Foreign direct investment - companies setting up operations in another country - surged by 40 per cent in 1998 to hit a record of $644bn (pounds 402bn), according to the UN's Conference on Trade and Development (Unctad).

It said investment flows were expected to hit another record this year. But Unctad also said it was concerned about growing disquiet among Third World countries about the impact on local workforces and the environment. "A failure by transnational corporations to be constructive ... could exacerbate a backlash already seen against liberalisation policies in some quarters," it said in its World Investment Report.

It contrasted the multinationals' active lobbying for local governments to respect international laws protecting their foreign investments with their "aversion to binding international legal standards regarding corporate operations".

Lynn Mytelka, Unctad investment director, said: "Transnational corporations have to be told that they have to be responsible corporate citizens and increase their social responsibility.

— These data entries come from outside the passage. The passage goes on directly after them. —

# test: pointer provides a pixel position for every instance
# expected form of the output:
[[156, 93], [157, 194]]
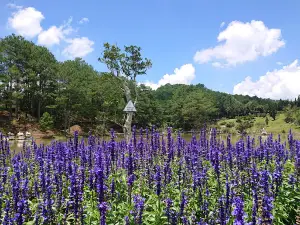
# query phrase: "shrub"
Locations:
[[267, 121], [46, 122], [244, 125], [230, 124]]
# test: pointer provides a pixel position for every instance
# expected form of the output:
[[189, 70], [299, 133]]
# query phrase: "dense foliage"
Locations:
[[32, 82], [153, 179]]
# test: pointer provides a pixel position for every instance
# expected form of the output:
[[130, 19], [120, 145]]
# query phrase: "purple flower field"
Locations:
[[153, 179]]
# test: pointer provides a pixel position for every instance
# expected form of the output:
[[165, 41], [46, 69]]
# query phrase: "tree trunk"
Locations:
[[39, 109], [128, 121], [127, 126]]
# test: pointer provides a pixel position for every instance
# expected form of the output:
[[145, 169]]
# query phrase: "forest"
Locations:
[[38, 87]]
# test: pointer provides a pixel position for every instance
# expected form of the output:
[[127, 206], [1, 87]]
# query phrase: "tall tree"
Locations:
[[126, 65]]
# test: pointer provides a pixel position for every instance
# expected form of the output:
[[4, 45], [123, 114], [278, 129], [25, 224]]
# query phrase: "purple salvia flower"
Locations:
[[238, 212], [7, 219], [169, 204], [138, 208], [157, 178], [103, 207], [183, 203]]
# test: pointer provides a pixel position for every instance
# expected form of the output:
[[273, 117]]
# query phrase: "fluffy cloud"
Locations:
[[78, 47], [84, 20], [26, 21], [283, 83], [51, 36], [242, 42], [14, 6], [184, 75], [54, 34]]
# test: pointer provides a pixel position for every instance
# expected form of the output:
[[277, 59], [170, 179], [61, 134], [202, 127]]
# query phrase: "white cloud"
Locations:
[[218, 65], [51, 36], [283, 83], [84, 20], [54, 34], [78, 47], [242, 42], [26, 21], [14, 6], [184, 75]]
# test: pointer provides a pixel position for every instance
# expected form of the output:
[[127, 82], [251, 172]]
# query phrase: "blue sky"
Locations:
[[256, 54]]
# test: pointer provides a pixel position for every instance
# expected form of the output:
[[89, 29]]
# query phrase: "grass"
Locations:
[[277, 126]]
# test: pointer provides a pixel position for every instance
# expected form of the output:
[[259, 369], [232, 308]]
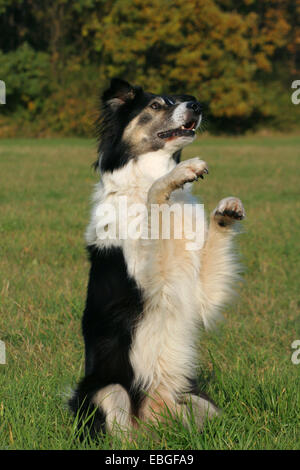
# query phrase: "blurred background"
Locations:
[[239, 57]]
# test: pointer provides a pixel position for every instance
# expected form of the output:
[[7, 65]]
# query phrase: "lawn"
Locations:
[[244, 365]]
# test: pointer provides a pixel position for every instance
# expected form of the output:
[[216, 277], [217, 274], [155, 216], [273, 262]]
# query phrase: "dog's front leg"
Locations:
[[184, 172], [219, 267]]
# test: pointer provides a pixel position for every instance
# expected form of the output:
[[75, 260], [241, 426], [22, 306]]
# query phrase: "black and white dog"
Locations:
[[147, 297]]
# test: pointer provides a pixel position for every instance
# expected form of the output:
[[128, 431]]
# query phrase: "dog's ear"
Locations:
[[119, 93]]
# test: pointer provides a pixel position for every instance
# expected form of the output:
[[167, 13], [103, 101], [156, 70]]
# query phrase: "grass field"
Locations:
[[245, 365]]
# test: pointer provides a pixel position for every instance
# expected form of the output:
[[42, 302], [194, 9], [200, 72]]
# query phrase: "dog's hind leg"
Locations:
[[219, 267], [98, 411], [114, 401]]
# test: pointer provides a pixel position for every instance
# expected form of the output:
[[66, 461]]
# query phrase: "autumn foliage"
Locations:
[[237, 56]]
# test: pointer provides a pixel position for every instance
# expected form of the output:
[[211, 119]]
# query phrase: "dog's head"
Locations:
[[134, 122]]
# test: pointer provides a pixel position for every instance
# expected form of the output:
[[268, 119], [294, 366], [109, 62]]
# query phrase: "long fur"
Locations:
[[147, 298]]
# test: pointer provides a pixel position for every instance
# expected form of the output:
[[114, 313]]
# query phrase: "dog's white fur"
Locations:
[[181, 288]]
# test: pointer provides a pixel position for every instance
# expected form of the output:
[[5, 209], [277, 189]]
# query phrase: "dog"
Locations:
[[147, 298]]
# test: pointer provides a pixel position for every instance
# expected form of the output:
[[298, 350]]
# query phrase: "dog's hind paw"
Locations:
[[228, 211]]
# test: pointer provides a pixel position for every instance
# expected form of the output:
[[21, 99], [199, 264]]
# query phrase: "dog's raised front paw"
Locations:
[[228, 211], [189, 171]]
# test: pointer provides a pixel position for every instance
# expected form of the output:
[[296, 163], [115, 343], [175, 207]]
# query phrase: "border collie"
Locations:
[[147, 297]]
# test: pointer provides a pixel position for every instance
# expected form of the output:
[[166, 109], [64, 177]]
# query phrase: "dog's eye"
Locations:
[[155, 105]]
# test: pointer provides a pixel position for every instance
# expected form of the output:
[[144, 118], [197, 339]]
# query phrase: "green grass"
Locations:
[[245, 365]]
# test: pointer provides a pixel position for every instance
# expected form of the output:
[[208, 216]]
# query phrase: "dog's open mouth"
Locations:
[[186, 130]]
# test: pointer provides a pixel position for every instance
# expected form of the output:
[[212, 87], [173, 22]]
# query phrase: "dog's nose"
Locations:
[[195, 106]]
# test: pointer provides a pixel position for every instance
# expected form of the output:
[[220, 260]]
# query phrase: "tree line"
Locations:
[[239, 57]]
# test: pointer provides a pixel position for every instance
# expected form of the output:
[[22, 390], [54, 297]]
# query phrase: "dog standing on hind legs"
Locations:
[[147, 297]]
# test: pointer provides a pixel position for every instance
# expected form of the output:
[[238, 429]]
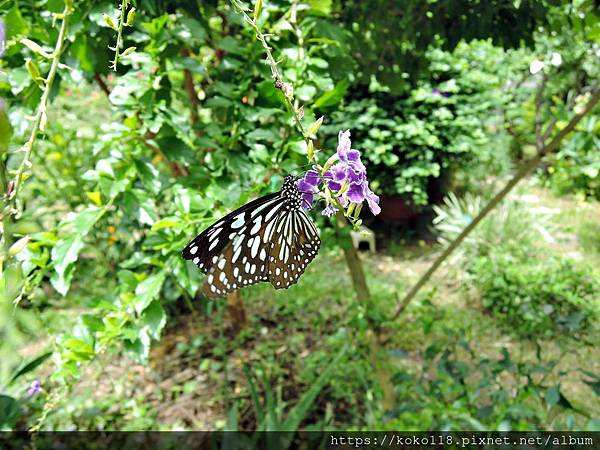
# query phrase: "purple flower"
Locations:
[[329, 210], [373, 202], [34, 389], [348, 155], [2, 36], [308, 186], [345, 176]]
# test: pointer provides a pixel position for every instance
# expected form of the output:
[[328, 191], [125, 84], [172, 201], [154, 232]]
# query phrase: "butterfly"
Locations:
[[268, 239]]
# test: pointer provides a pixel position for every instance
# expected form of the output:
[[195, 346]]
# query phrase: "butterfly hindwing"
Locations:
[[269, 239], [294, 245]]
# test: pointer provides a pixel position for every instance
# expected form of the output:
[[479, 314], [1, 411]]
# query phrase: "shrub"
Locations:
[[413, 142], [589, 237], [513, 226], [537, 298]]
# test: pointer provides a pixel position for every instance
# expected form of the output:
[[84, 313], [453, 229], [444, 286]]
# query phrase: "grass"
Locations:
[[195, 375]]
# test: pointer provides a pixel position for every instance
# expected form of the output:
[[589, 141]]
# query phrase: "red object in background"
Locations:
[[395, 208]]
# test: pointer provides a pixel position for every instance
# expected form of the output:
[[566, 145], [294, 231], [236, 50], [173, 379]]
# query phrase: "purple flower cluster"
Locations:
[[34, 389], [346, 178]]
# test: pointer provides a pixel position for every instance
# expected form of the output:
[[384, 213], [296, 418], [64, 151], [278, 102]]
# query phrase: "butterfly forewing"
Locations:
[[294, 245], [268, 239], [207, 247]]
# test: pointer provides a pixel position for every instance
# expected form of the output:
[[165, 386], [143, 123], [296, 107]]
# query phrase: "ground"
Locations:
[[195, 373]]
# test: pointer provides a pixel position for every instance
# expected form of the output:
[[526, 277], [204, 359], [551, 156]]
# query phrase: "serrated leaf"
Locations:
[[35, 47], [148, 290], [128, 51], [316, 125], [110, 22], [95, 197], [333, 97], [66, 252], [155, 318]]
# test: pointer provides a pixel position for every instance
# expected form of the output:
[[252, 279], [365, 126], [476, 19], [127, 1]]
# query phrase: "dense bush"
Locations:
[[589, 237], [413, 142], [538, 298]]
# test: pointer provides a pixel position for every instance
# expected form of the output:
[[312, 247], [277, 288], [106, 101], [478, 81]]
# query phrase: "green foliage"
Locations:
[[416, 140], [453, 384], [513, 227], [163, 116], [589, 237], [533, 295], [538, 298]]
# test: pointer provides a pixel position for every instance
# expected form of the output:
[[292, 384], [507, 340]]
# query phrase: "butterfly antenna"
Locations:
[[299, 168]]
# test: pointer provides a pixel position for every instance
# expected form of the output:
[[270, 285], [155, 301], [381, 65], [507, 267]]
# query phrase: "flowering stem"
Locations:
[[119, 34], [40, 116], [288, 98], [525, 170]]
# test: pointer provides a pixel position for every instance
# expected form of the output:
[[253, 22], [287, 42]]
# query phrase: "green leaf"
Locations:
[[15, 25], [148, 290], [79, 346], [64, 254], [5, 131], [333, 97], [30, 366], [9, 411], [322, 6], [257, 9]]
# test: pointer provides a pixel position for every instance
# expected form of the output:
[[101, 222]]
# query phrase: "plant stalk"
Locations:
[[526, 169], [41, 111]]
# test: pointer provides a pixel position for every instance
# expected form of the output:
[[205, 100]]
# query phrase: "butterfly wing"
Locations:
[[206, 248], [268, 239], [294, 244]]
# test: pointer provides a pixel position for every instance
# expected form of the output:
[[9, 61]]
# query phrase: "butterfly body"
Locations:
[[269, 239]]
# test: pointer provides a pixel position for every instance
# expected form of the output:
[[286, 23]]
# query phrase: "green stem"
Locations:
[[41, 112], [289, 100], [119, 35], [526, 169]]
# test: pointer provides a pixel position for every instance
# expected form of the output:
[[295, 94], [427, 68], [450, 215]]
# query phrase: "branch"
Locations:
[[526, 169], [119, 34]]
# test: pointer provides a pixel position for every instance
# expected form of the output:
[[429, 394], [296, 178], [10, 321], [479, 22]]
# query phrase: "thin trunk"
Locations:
[[376, 353], [526, 169]]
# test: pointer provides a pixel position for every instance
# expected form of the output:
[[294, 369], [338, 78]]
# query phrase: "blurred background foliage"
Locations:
[[442, 97]]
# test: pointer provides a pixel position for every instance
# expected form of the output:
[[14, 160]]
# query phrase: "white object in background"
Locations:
[[364, 235]]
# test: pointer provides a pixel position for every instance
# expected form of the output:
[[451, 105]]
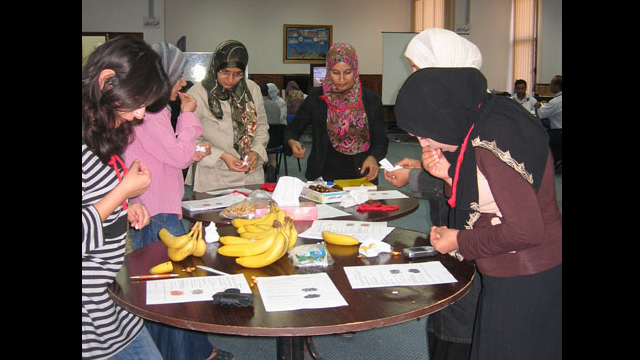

You have to balance rights and responsibilities." But she said it was up to the host countries to toughen up legislation. "If you don't have traffic lights, people will think they can come in and ride everywhere - even on the sidewalk," she said.

Unctad's concerns included the failure of transnationals to invest in hi-tech facilities, the focus on non-tradable sectors such as financials which did not benefit the host country's current account, and the export of polluting industries to the Third World.

Christian Aid, the charity, said the report showed that "premature" liberalisation could harm the economies of the host countries.